Aug
7
Pescanova urges for an agreement with banks to put a two year long moratorium on its debt payments, which amount to €99.8 million, reports La Voz de Galicia.
The company is also applying for a new credit line of between €30m and €40m. The company will now have to await the decision of the banks, although they have shown skeptical about the viability of Pescanova’s turbot subsidiary in Portugal.
In July, however, Spanish media reported Pescanova had given powers to auditor PriceWaterhouseCoopers to sell its stake in Acuinova the turbot farm located in Portugal.
The fish farm has more than €100m in liabilities, and cost the parent company some €200m after former Pescanova chairman Manuel Fernandez chose the Portuguese village of Mira when Cabo Tourinan, in Galicia, refused the project.

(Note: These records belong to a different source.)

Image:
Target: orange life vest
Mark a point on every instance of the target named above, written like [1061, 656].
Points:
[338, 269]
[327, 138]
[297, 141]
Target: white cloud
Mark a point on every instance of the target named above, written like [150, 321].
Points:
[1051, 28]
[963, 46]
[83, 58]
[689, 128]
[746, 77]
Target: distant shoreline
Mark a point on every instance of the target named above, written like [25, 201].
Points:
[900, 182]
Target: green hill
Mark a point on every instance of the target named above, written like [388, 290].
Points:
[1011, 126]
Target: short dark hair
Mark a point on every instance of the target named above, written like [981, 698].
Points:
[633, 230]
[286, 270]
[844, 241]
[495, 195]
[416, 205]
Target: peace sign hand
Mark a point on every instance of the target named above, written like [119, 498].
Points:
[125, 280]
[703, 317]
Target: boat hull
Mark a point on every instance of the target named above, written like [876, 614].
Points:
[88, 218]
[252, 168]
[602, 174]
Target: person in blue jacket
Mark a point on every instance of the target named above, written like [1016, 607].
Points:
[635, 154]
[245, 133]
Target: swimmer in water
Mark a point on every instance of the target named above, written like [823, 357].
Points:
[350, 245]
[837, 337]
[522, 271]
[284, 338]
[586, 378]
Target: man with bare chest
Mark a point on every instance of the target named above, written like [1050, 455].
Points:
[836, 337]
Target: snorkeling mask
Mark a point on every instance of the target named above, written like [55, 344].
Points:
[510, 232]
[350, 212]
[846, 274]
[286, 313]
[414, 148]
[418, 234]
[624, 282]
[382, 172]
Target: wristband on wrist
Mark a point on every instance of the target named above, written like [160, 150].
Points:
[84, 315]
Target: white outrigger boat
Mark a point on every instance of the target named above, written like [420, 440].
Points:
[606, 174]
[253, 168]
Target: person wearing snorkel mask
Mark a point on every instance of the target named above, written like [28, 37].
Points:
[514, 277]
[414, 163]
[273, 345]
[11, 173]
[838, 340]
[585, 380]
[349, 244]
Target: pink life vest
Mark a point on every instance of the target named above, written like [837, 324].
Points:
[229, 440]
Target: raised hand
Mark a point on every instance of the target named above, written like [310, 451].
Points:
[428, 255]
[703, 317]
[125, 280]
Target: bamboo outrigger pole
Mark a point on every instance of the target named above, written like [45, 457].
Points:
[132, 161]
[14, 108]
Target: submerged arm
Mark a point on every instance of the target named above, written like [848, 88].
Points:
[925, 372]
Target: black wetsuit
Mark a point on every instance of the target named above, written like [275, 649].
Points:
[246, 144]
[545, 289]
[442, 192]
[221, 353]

In 2013, operations at Mira’s plant of the largest turbot farm in Europe — Pescanova’s Portuguese subsidiary Acuinova — were resumed, allowing a production of around 3,500 metric tons per year.
“The future of the site will depend on the agreement reached with Portuguese banks,” said Senen Touza, Pescanova’s bankrupcy administrator from Deloitte, at the company’s shareholder meeting held in July 1.
At that time, negotiations on the future of Acuinova seem to end up favoring Portuguese creditor banks’ bid, as they did not want to finance debts.